“Name blind” applications are being supported by various large employers such as the NHS, BBC and local government to overcome ethnic and gender bias. This in effect means that hiring takes place from a pool of anonymous candidates.

Calls to end disgraceful practices
Back in 2015, David Cameron, the then Prime Minister, announced that the government will support an initiative aimed at ending a “disgraceful practice which has no place in 21st century Britain”. This is where employers and recruiters reject job applicants based purely on their names. Apparently, those with ethnic-sounding names are twice as likely to be rejected for a job role than those individuals with white-sounding names.

The Civil Service lead the way and is now recruiting on a name-blind basis only going forward, i.e. names will be blanked out on its application forms before they are handed over to decision-makers. But what about smaller employers?

Smaller employers
Although it’s been mooted as a possibility in the past, there are currently no formal plans to force employers of any size to use name-blind recruitment methods. One major flaw with this type of system is that ethnic origins can sometimes be gleaned from other information contained in a person’s CV or application form, for example, the type of qualifications they hold or where they went to school or university. Ethnic origins will also be revealed to the employer if a person is called for an interview. On that basis, a mandatory name-blind recruitment system is highly unlikely to be brought in but don’t completely rule out any changes.
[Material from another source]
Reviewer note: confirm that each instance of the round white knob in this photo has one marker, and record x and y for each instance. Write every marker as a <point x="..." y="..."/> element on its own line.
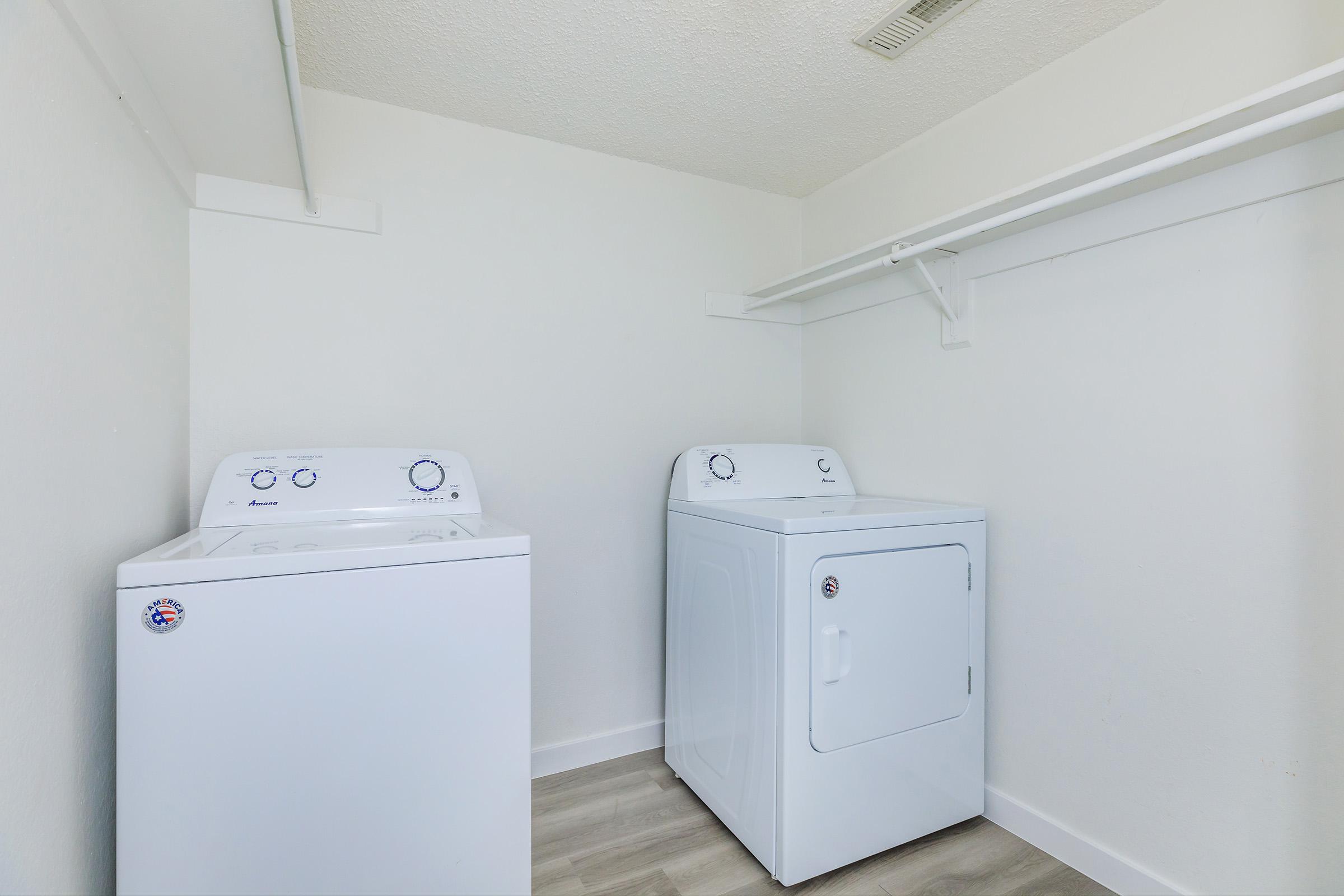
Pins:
<point x="427" y="476"/>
If the government does legislate along these lines at a later date, it is suspected that it will only apply a name-blind recruitment rule to employers with a certain number of employees such as over 250. It could also force recruitment agencies to remove certain personal information from CVs before they are forwarded to employers of any size.

Fair and Legal
Regardless of whether name-blind recruitment is in place, all employers have a responsibility to ensure their recruitment and selection process is fair and legal. Those involved must be aware of Employment Law and have policies to support and guide them.